Commonly, debris flow deposits are found immediately overlying burn horizons and
wildfire-related charcoal fragments, suggesting a strong causal relationship between fire
frequency and fan formation. Radiocarbon dating of charcoal deposits from three fans
provides chronologic control on the timing and rates of sediment deposition. Radiocarbon
dates of 1930 ± 40 14C yr BP (BETA-232604) and 460 ± 40 14C yr BP (BETA-232603)

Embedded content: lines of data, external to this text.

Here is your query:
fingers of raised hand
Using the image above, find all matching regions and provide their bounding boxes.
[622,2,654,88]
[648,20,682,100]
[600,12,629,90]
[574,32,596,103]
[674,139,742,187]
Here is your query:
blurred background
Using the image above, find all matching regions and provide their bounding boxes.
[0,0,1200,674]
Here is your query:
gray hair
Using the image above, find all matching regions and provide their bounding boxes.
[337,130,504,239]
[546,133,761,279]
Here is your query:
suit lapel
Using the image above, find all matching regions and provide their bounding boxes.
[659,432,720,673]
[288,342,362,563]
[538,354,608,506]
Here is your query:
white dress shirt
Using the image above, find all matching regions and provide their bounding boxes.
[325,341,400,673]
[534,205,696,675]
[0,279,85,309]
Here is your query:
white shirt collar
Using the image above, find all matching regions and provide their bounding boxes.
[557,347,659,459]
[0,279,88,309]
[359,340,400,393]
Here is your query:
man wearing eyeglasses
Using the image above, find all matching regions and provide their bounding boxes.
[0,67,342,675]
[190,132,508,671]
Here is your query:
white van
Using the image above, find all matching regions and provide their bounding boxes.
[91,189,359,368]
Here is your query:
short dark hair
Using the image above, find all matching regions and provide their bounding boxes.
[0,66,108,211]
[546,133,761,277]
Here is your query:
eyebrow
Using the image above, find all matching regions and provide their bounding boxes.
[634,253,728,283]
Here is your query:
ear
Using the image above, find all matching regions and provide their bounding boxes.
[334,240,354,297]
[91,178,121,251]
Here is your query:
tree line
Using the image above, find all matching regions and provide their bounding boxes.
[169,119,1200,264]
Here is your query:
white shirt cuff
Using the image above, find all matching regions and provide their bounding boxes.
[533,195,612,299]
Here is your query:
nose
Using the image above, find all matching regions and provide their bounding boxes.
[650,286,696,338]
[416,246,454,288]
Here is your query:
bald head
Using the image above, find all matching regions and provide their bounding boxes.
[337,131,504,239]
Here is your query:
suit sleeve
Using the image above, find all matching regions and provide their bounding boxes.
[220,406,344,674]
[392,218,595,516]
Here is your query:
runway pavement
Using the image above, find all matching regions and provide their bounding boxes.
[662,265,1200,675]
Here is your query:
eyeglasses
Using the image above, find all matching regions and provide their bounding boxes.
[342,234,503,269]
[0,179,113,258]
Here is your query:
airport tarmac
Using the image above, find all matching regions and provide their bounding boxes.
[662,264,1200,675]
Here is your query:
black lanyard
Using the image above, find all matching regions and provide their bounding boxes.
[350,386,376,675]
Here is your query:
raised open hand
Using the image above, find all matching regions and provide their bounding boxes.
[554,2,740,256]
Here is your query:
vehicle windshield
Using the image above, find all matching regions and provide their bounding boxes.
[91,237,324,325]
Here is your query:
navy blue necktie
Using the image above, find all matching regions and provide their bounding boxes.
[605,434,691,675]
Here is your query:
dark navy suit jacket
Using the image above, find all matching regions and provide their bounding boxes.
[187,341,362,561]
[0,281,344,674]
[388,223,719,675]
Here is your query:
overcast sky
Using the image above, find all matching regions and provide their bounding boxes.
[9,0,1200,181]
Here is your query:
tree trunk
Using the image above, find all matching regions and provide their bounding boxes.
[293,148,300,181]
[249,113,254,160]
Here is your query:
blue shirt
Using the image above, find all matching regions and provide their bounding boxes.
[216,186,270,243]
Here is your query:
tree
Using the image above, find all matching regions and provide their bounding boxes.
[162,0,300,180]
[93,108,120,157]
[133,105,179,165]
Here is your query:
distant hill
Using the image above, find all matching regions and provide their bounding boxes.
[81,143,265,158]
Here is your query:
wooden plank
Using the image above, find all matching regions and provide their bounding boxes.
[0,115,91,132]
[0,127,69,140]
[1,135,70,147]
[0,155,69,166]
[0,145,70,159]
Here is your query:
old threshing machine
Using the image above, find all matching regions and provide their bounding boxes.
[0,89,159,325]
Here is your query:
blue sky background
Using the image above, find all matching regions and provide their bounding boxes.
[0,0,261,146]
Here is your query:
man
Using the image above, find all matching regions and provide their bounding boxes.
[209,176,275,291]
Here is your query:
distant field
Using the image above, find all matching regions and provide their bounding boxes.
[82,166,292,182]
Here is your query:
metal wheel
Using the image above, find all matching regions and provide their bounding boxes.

retrieved from charcoal-stained alluvial sediment in fan LIC-4 suggests that over 5.5 m of
debris flow sediment has accumulated on the fan in the past ~2000 calendar years, and as
much as 4 m of sediment accumulated in the past ~500 calendar years. Similar
radiocarbon dates of 1570 ± 40 14C yr BP (BETA-232607) from RIC-1 and 280 ± 40 14C
yr BP (BETA-232609) from RIC-2 indicate that as much as 2.7 m of sediment has
accumulated on RIC-1 in the past ~1440 calendar years and as much as 2.9 m of
sediment has accumulated on RIC-2 in the past 380 calendar years. These data are
significant for land-management in this setting, considering that the current development
plan for natural gas resources on National Forest land is preferentially locating drilling
platforms on alluvial fan surfaces. A total of 20 radiocarbon dates have been accumulated
from five fans; over half of these dates cluster into a time period from 1000 to 300 14C yr
BP. This suggests that climate variability exerts control on fire regime, which is then
reflected in debris flow frequency. The period of frequent fires documented by these data
corresponds to a period of smaller than modern bankfull floods previously documented in
the adjacent Uinta Mountains (Carson et al., 2007).